Vishal Gupta and Gurpreet Singh Lehal. Article: Named Entity Recognition for Punjabi Language Text Summarization. International Journal of Computer Applications 33(3):28-32, November 2011. Full text available. BibTeX

@article{key:article,
	author = {Vishal Gupta and Gurpreet Singh Lehal},
	title = {Article: Named Entity Recognition for Punjabi Language Text Summarization},
	journal = {International Journal of Computer Applications},
	year = {2011},
	volume = {33},
	number = {3},
	pages = {28-32},
	month = {November},
	note = {Full text available}
}

Abstract

Named Entity Recognition (NER) is used to locate and classify atomic elements in text into predetermined classes such as the names of persons, organizations, locations, concepts etc. NER is used in many applications like text summarization, text classification, question answering and machine translation systems etc. For English a lot of work has already done in field of NER, where capitalization is a major clue for rules, whereas Indian Languages do not have such feature.

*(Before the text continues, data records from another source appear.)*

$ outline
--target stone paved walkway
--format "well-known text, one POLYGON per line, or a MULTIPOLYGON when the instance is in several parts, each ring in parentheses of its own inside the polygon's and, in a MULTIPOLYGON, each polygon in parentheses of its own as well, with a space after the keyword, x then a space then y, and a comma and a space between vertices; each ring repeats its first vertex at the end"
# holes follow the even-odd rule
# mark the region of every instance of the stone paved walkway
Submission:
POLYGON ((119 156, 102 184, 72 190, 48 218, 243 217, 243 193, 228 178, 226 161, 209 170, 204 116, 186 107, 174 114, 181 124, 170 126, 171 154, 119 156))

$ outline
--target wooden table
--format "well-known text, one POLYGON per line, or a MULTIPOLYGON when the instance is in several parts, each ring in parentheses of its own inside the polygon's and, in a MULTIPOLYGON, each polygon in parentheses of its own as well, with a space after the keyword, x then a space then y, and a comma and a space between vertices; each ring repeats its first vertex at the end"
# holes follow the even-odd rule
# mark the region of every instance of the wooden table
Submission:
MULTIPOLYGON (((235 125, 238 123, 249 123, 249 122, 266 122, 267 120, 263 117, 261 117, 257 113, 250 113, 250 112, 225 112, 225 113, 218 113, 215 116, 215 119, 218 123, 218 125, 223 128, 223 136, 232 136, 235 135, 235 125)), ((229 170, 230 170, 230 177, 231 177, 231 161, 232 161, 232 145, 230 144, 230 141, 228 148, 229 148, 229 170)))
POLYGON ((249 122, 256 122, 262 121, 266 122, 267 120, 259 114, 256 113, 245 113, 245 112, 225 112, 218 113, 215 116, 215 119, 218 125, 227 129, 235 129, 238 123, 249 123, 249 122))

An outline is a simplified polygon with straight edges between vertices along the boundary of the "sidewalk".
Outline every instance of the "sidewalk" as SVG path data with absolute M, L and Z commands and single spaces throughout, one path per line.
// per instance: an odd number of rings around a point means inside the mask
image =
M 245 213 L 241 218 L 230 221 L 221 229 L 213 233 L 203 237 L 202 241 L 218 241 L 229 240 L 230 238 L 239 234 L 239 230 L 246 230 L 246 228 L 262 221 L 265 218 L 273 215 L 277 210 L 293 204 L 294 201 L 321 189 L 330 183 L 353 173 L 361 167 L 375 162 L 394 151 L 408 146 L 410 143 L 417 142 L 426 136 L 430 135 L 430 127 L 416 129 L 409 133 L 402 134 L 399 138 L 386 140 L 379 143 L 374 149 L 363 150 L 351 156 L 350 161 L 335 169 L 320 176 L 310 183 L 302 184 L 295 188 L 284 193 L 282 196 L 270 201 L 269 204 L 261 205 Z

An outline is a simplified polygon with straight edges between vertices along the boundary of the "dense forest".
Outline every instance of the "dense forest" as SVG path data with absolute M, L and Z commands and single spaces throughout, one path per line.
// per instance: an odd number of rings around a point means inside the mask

This makes the task difficult for Indian languages. This paper explains the Named Entity Recognition System for Punjabi language text summarization. A Condition based approach has been used for developing NER system for Punjabi language. Various rules have been developed like prefix rule, suffix rule, propername rule, middlename rule and lastname rule. For implementing NER, various resources in Punjabi, have been developed like a list of prefix names, a list of suffix names, a list of proper names, middle names and last names. The Precision, Recall and F-Score for condition based NER approach are 89.32%, 83.4% and 86.25% respectively.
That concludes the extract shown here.